Many cameras aside, the Galaxy A9 is a relatively capable mid-range phablet featuring a 6.3-inch FHD+ screen, a 3,800mAh battery, up to 8GB of RAM, and Qualcomm’s new Snapdragon 710 chip, as well as 128GB of flash storage space. Samsung is hoping the Android 8.0 Oreo-powered smartphone will help it increase its competitiveness in markets where Chinese rivals such as Xiaomi and OPPO have been undercutting it for years. While that struggle started in Europe only recently, it has been ongoing in markets such as India and China for years, with Samsung already loosing essentially its entire foothold in the latter.
Earlier this year, imaging experts at DxOMark told AndroidHeadlines that handsets with three and more cameras on the back will undoubtedly become much more widespread moving forward as such setups are the most obvious solution to the issue of continuing annual camera improvements without making contemporary mobile devices bulkier. Given how the global smartphone market is currently stagnating in terms of shipments, camera manufacturers are also aggressively lobbying for multi-sensor systems as the trend of embracing them would allow them to keep growing even as smartphone demand grinds to a halt.
Impact: What the new ad doesn’t say is that the Galaxy A9 is still essentially a mid-ranger and that the main reason it features four back cameras is so that the company can say it has four back cameras. Namely, for most intents and purposes, the handset sports a conventional trio of modules – a 24-megapixel sensor with a regular f/1.7 lens, a 10-megapixel sensor supported by an f/2.4 wide-angle lens, and an 8-megapixel sensor sitting behind another f/2.4 piece of glass, albeit of the telephoto variety. This is essentially the same setup used by the newly announced LG V40 ThinQ flagship, albeit it delivers worse results given how the Galaxy A9 is still a mid-ranger and hence comes with lesser-quality parts. The fourth camera is just a 5-megapixel module using an f/2.2 lens that Samsung refers to as a “depth sensor.” In other words, it exists solely to help create a low-quality bokeh effect, something that any of the other two supporting cameras would already be capable of doing.
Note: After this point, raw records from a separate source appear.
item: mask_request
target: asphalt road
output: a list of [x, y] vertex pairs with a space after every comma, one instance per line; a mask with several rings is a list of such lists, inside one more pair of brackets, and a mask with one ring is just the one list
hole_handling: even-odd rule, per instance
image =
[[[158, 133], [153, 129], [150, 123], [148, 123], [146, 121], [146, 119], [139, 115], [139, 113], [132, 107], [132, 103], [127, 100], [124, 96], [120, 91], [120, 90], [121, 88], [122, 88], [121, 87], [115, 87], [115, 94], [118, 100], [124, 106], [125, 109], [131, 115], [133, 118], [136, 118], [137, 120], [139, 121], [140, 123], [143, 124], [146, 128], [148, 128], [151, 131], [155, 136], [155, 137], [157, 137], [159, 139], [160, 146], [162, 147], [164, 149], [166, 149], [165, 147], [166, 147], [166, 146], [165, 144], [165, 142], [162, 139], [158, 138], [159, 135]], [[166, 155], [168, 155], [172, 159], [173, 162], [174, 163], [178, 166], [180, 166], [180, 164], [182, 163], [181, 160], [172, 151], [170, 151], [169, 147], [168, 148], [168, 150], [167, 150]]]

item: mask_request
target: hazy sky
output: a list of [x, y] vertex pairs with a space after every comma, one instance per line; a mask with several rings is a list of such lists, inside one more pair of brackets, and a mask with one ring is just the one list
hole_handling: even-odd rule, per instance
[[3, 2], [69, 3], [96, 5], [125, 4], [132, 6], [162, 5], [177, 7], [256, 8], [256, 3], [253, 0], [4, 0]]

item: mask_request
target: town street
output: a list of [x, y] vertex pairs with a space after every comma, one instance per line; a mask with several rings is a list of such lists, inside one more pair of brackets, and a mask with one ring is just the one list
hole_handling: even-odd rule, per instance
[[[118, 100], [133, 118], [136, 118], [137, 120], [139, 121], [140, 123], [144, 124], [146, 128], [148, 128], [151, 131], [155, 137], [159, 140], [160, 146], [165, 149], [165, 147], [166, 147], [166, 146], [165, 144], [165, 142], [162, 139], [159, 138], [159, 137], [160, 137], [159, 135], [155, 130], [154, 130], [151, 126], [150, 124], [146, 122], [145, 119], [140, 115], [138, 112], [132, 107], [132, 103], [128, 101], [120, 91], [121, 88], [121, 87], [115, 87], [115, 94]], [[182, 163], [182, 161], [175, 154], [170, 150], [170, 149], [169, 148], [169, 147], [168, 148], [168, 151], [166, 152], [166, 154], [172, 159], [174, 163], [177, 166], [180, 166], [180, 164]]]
Such single-purpose sensors have been a popular choice among select Chinese manufacturers jumping on the dual-camera bandwagon over the last several years as they provided them with an inexpensive way to deliver devices that technically have two rear cameras, though the overall quality of their photographs would rarely be indicative of the presence of an extra lens. Samsung essentially did the same thing with the Galaxy A9, with the only difference being the final camera count.
Due to that state of affairs, the Galaxy A9 is unlikely to start a global trend of quadruple-camera setups being embraced by more manufacturers — even though such setups will eventually become widespread — because it hardly broke major new ground with its latest Android mid-ranger. Still, after losing the triple-camera race to Huawei, the firm apparently felt the need to at least be the first to deliver a four-lens mobile system, which makes the Galaxy A9 more of a marketing tool for the Galaxy brand than a product that Samsung actually expects will be a top seller in its price range, making any commercial success it achieves just a bonus. Given that strategy, it’s unlikely that even Samsung itself will be embracing quadruple-camera setup at a significant scale next year, with most reports suggesting that its top 2019 models — the Galaxy S10 and Galaxy Note 10 ranges — will instead be sporting no more than three cameras on their rear sides.